Elder law is a growing area of practice as issues involving aging and the elderly are becoming more prominent. The elder care attorneys at One Law Group, S.C. are frequently consulted to assist inestate planning, financial planning, health care, and housing issues. Making smart decisions ahead of time about the future allows seniors to live out their golden years free from stress and uncertainty. Knowing their affairs have been settled and the surviving family members will be taken care of will bring peace of mind.Seniors and their families can count on One Law Group, S.C. attorneys to offer sound legal advice and guide them through the complex legal processes they may have to deal with.If you wish to begin making important decisions regarding your future contact One Law Group, S.C.

Other areas where you may need to consult an elder law attorney would be when you are considering a will and/or trust, advanced health care directives, powers of attorney, guardianship and medical assistance planning.


For a brief video from the National Elder Law Foundation click here.

Frequently Asked Questions

What is Elder Law?
Elder Law is a term that has been coined to encompass the body of law regarding the aging population. It is an area of law that has seen significant growth as the baby boomer generation ages.

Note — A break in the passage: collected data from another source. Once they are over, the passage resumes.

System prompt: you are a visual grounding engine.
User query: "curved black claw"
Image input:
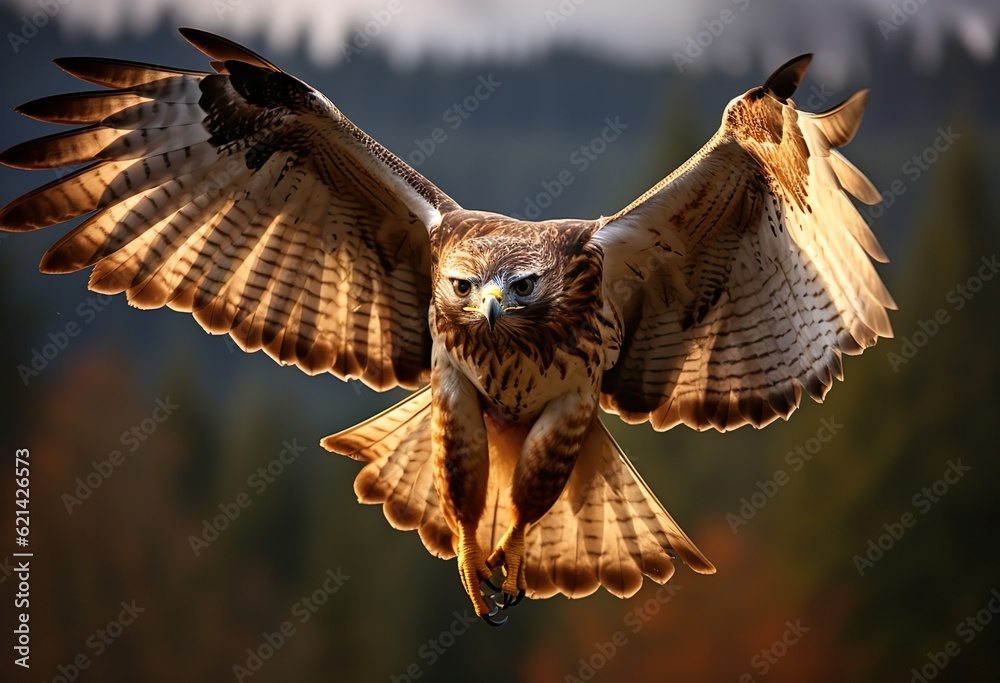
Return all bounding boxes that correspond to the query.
[483,605,510,626]
[502,588,524,609]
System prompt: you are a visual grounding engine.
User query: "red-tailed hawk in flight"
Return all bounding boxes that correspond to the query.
[0,29,895,621]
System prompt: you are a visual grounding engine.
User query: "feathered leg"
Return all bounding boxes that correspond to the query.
[486,392,597,596]
[431,347,490,617]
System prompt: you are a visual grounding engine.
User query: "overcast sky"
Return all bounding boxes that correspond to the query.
[2,0,1000,83]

Some areas elder law covers include:
  • Social Security retirement and disability, Medicare and Medicaid
  • Long term care, nursing home abuse, elder abuse, insurance
  • Guardianship, powers of attorney, estate planning, wills and trusts
  • Reverse mortgages, life estates, gift taxes, probate, age discrimination and forced retirement.

What is a will?
A will is a legally-binding statement directing who will receive your property at your death. It also appoints a legal representative to carry out your wishes. However, the will covers only probate property. Many types of property or forms of ownership pass outside of probate. Jointly-owned property, property in trust, life insurance proceeds and property with a named beneficiary, such as IRAs or 401(k) plans, all pass outside of probate.

Why would I need a guardian or conservator?
Every adult is assumed to be capable of making his or her own decisions unless a court determines otherwise. If an adult becomes incapable of making responsible decisions, the court will appoint a substitute decision maker, often called a "guardian," or sometimes called a "conservator". Guardianship is a legal relationship between a competent adult (the "guardian") and a person who, because of incapacity, is no longer able to take care of his or her own affairs (the "ward").

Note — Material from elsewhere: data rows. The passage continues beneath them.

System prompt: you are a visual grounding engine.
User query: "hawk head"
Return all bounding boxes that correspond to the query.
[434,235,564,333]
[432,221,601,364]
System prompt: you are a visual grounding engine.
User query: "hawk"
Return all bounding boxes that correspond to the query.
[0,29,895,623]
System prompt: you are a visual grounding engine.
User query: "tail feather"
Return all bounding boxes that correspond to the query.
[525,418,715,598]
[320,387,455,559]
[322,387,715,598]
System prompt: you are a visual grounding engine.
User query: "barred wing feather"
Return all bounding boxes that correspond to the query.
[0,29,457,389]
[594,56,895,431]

A guardian is authorized to make legal, financial, and health care decisions for the ward. Depending on the terms of the guardianship, the guardian may or may not have to seek court approval for various decisions.

Some incapacitated individuals can make responsible decisions in some areas of their lives but not others. In such cases, the court may give the guardian decision making power over only those areas in which the incapacitated person is unable to make responsible decisions (a so-called "limited guardianship"). In other words, the guardian may exercise only those rights that have been removed from the ward and delegated to the guardian.

What is an advance directive?
The term "Advance Directive" refers to treatment preferences and the designation of a surrogate decision-maker in the event that a person should become unable to make medical decisions on her or his own behalf.

Advance directives generally fall into three categories: living will, power of attorney, and health care proxy.

What is a health care power of attorney?
A health care power of attorney allows you to appoint someone to make health care decisions for you. A health care power of attorney is different from a living will, which only allows you to express your wishes concerning life-sustaining procedures.

Having a health care power of attorney does not cancel your right to give medical direction to physicians and other health care providers when you're able to do so. A health care power of attorney only becomes effective when you do not have the capacity to give, withdraw, or withhold informed consent regarding your health care.

A power of attorney must be signed by the person granting the authority and that person must be mentally competent at the time of the signing in order to make the document legally binding.